Penanganan atas kasus korupsi memang selayaknya tidak menjadi tugas KPK semata melainkan perlu peran serta dari kita alias seluruh masyarakat untuk membangun kesadaran, keprihatinan, serta pemahaman terhadap generasi yang antikorup. Ini mengingat banyaknya tersangka kasus korupsi seiring turunnya angka IPAK. Namun perlu kita sadari bahwa sebaik apa pun masyarakat, jika negaranya masih menerapkan sistem yang melanggengkan perilaku haram tersebut, tetap tidak akan mampu membendung korupsi. Ini karena masyarakat yang awalnya membenci korupsi, bisa saja terpengaruh dan berubah menjadi koruptor ketika masuk dan bergabung dalam iklim saat ini.

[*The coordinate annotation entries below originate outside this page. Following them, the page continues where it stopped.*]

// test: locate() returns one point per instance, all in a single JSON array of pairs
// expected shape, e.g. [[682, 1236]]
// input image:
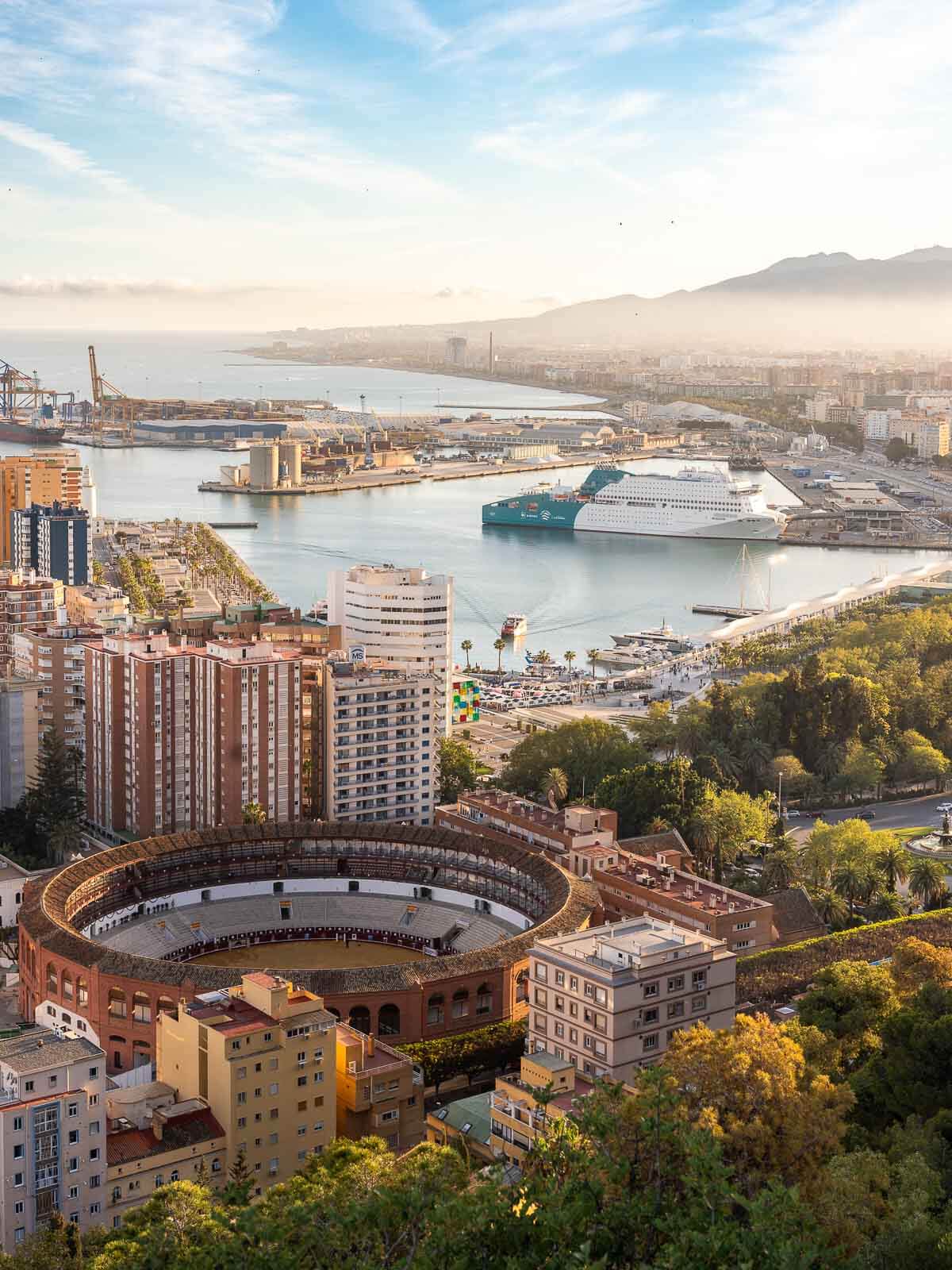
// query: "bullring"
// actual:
[[103, 948]]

Begitulah kehidupan di tengah negara yang menjadikan demokrasi sebagai sistem pemerintahan sehingga jelas para pemegang kebijakan dalam negeri banyak yang menjunjung tinggi dan mengandalkan demokrasi sebagai sistem terbaik. Sayang seribu sayang yang dibanggakan justru merupakan biang dari segala kerusakan. Demokrasi dengan kedaulatan di tangan manusia justru menyuburkan korupsi dan menjadi alat tikus berdasi bermain kotor. Bagaimana tidak, sebab demokrasi didukung oleh kapitalisme yang menuhankan materi di segala sendi.

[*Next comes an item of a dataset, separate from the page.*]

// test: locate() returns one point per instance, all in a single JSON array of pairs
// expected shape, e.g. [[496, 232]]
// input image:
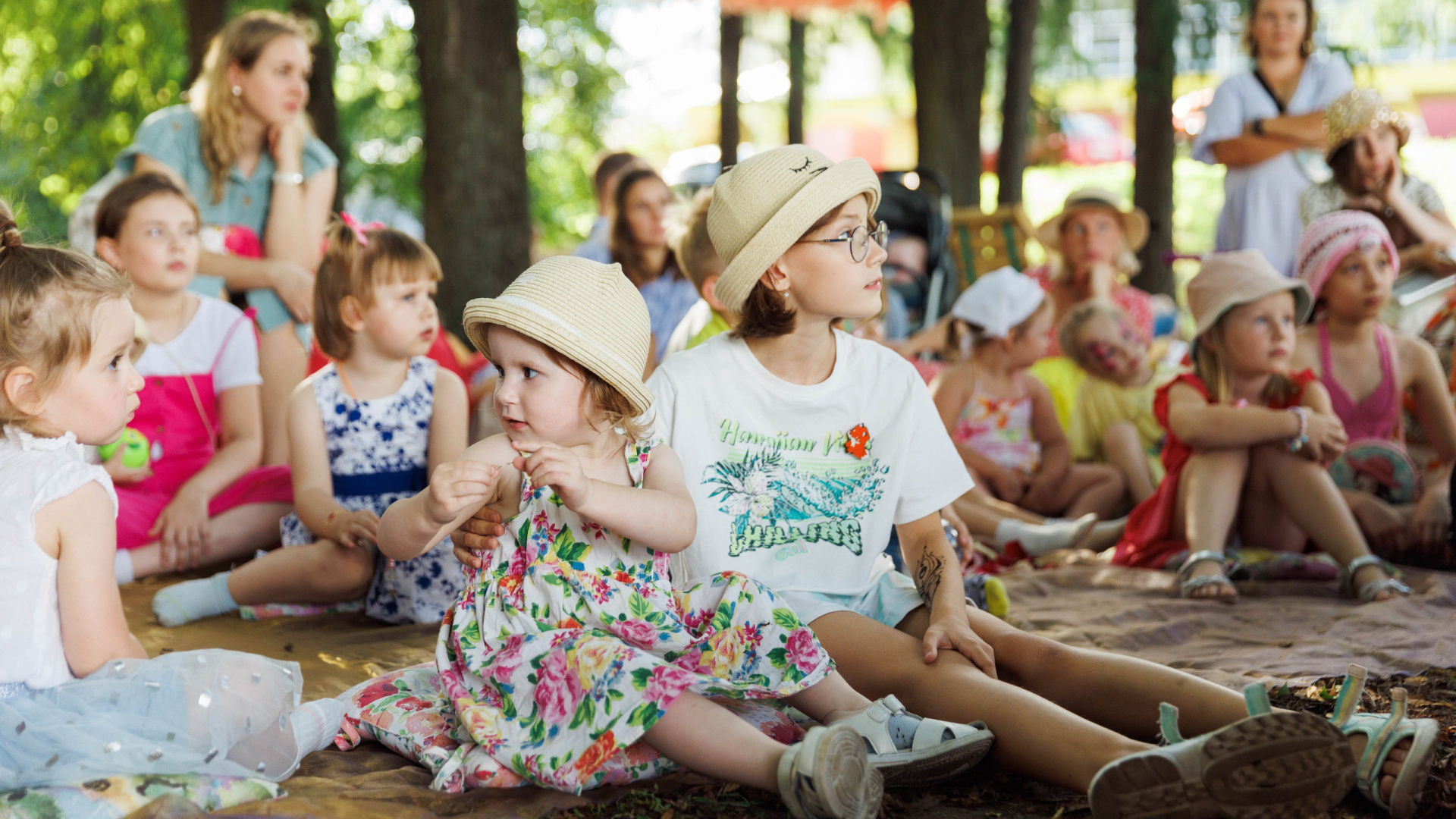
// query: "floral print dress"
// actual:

Maka wajarlah jika kemudian demokrasi selalu berhubungan dengan para oligarki. Hal ini terlihat jelas dari fakta dimana pemangku kebijakan tentu butuh modal agar bisa melaju ke pesta demokrasi, sejalan dengannya ada para oligarki yang butuh regulasi agar dapat memuluskan usaha. Begitulah pemangku kebijakan dan oligarki, mereka bersimbiosis mutualisme dalam mencapai kepentingan. Demokrasi berpeluang besar melahirkan penyimpangan dan perilaku curang. Apalagi, dengan sanksi tumpul jelas tidak membuat pelaku jera. Alhasil, meski ada lembaga antirasuah yang terus bergerilya menangkap para tikus berdasi, pembasmian korupsi seakan hanya ilusi.

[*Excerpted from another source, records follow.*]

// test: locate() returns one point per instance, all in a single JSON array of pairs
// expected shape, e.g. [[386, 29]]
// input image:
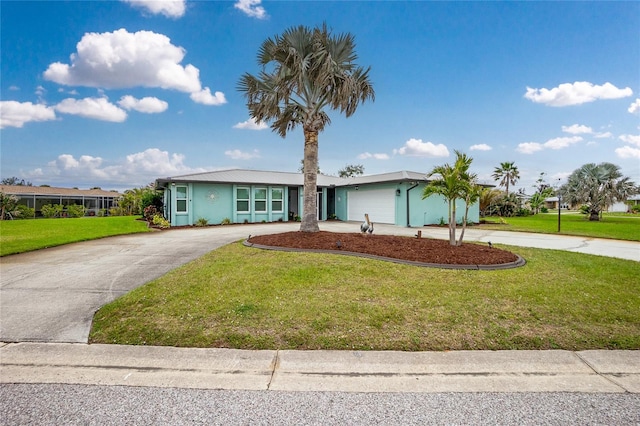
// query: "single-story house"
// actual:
[[35, 197], [252, 196]]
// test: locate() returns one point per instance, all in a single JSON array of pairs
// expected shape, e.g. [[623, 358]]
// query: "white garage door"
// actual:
[[380, 204]]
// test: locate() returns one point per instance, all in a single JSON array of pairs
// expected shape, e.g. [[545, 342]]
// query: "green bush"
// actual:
[[52, 210], [75, 210]]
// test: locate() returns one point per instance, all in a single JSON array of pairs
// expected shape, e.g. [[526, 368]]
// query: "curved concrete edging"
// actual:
[[517, 263]]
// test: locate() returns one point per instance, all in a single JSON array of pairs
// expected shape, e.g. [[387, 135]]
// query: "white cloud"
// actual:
[[148, 105], [122, 60], [136, 169], [417, 148], [16, 114], [562, 142], [375, 156], [529, 147], [480, 147], [96, 108], [236, 154], [251, 8], [577, 129], [205, 97], [576, 93], [168, 8], [628, 152], [251, 124], [631, 139]]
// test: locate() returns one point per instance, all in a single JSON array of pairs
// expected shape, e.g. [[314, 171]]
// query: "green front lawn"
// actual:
[[614, 226], [240, 297], [18, 236]]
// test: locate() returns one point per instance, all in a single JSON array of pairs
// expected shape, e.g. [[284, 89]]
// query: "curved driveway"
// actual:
[[51, 295]]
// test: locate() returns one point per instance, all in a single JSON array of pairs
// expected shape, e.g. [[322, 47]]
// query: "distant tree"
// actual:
[[507, 174], [597, 186], [351, 170], [305, 71], [452, 182], [8, 203], [13, 180]]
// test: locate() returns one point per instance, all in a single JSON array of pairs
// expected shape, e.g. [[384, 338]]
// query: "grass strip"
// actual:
[[239, 297], [19, 236]]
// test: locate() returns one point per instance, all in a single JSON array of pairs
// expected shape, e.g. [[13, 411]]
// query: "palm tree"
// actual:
[[597, 186], [452, 183], [507, 174], [303, 72]]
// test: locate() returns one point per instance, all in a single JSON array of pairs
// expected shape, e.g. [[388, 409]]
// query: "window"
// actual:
[[181, 199], [242, 200], [276, 199], [260, 199]]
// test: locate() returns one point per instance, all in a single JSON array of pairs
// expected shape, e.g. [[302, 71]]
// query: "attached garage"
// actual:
[[379, 204]]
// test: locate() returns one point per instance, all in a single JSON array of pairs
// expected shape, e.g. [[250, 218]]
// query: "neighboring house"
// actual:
[[251, 196], [37, 196]]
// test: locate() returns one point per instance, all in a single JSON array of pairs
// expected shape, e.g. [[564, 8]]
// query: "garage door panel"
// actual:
[[379, 204]]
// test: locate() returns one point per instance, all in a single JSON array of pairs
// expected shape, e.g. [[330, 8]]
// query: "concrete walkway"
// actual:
[[51, 295], [326, 371]]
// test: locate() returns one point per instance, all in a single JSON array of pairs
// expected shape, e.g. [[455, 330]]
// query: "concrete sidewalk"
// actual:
[[335, 371]]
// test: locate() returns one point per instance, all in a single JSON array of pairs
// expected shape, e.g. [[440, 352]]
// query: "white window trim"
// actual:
[[186, 200], [265, 199]]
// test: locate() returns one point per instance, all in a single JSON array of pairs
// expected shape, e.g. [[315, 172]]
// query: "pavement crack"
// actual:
[[604, 376], [274, 366]]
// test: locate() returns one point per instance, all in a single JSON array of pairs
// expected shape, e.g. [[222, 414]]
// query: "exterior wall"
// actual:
[[421, 212]]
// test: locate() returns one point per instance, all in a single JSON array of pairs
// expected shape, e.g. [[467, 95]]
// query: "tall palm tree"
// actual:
[[507, 174], [303, 72], [452, 183], [597, 186]]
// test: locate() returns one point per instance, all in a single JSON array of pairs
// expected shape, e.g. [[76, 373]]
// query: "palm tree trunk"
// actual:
[[310, 164], [452, 222]]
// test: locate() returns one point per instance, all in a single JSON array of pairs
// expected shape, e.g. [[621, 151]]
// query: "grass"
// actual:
[[614, 226], [18, 236], [240, 297]]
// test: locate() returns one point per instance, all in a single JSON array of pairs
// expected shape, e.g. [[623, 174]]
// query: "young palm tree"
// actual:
[[507, 174], [453, 183], [304, 71], [597, 186]]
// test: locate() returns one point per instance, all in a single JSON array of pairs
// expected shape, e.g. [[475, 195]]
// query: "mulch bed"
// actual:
[[423, 250]]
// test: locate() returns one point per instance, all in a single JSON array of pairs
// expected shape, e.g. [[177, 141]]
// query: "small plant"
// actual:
[[202, 222], [75, 210], [161, 222], [52, 210], [150, 212]]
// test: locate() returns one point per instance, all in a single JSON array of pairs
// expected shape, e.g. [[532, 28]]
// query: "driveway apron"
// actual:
[[51, 295]]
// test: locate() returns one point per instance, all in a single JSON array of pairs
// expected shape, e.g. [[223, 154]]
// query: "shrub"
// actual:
[[24, 212], [150, 212], [161, 222], [51, 210], [75, 210]]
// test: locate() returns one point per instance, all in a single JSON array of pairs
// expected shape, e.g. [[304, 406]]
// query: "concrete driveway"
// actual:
[[51, 295]]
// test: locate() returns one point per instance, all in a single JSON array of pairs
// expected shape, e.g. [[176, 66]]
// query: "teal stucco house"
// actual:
[[253, 196]]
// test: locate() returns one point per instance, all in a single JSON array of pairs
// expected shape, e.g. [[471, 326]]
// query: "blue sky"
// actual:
[[118, 93]]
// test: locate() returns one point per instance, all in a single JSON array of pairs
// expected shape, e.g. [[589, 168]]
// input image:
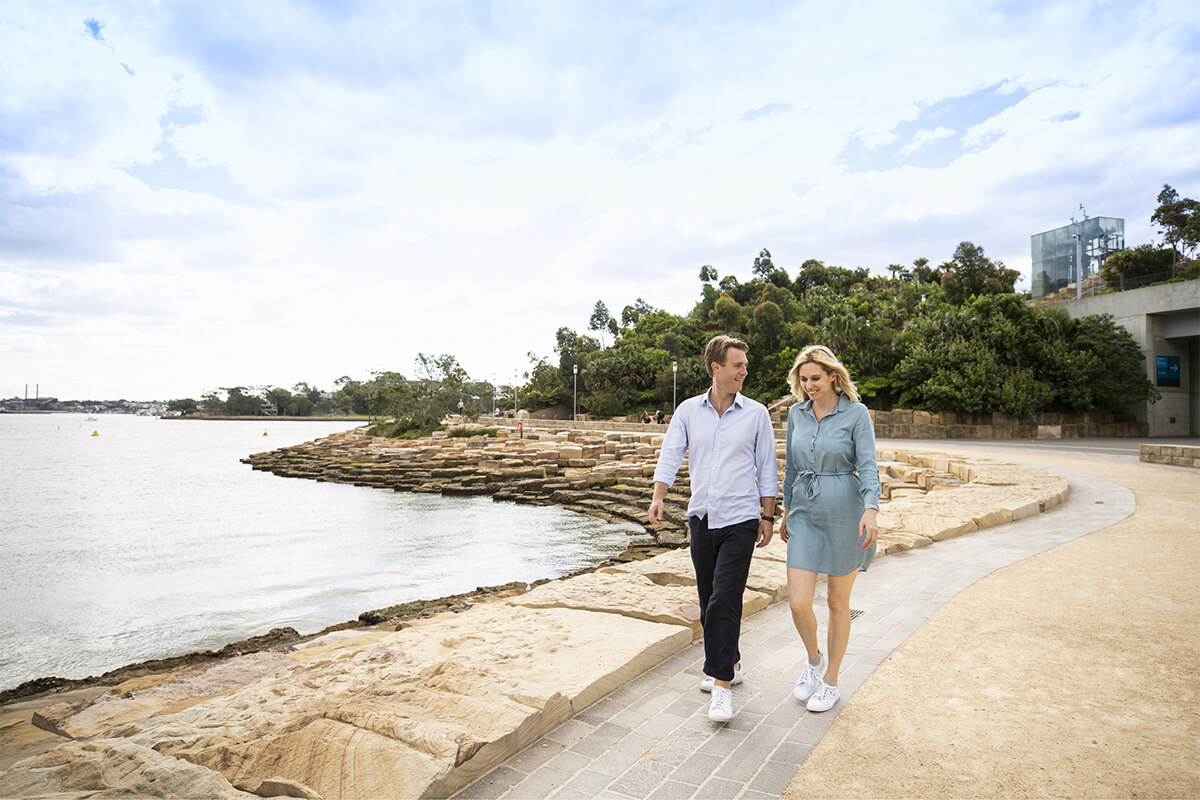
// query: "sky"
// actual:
[[221, 193]]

Bukan berarti pada akhirnya tak ada solusi setelah ini. sadarilah bahwa setiap kita punya peran yang besar dalam menanggulangi korupsi. Jika masyarakat bersatu dengan perasaan dan pemikiran benci akan korupsi juga didukung oleh peraturan yang mampu menyolusi secara tuntas dari akarnya pasti akan sampai mengakhiri. Melalui perasaan dan pemikiran yang sama ini pula maka masyarakat memiliki tugas besar, yaitu senantiasa mengingatkan pemegang kebijakan untuk bertindak benar karena yang dapat menyelesaikan kasus korupsi adalah pemegang kebijakan, yaitu pemerintah.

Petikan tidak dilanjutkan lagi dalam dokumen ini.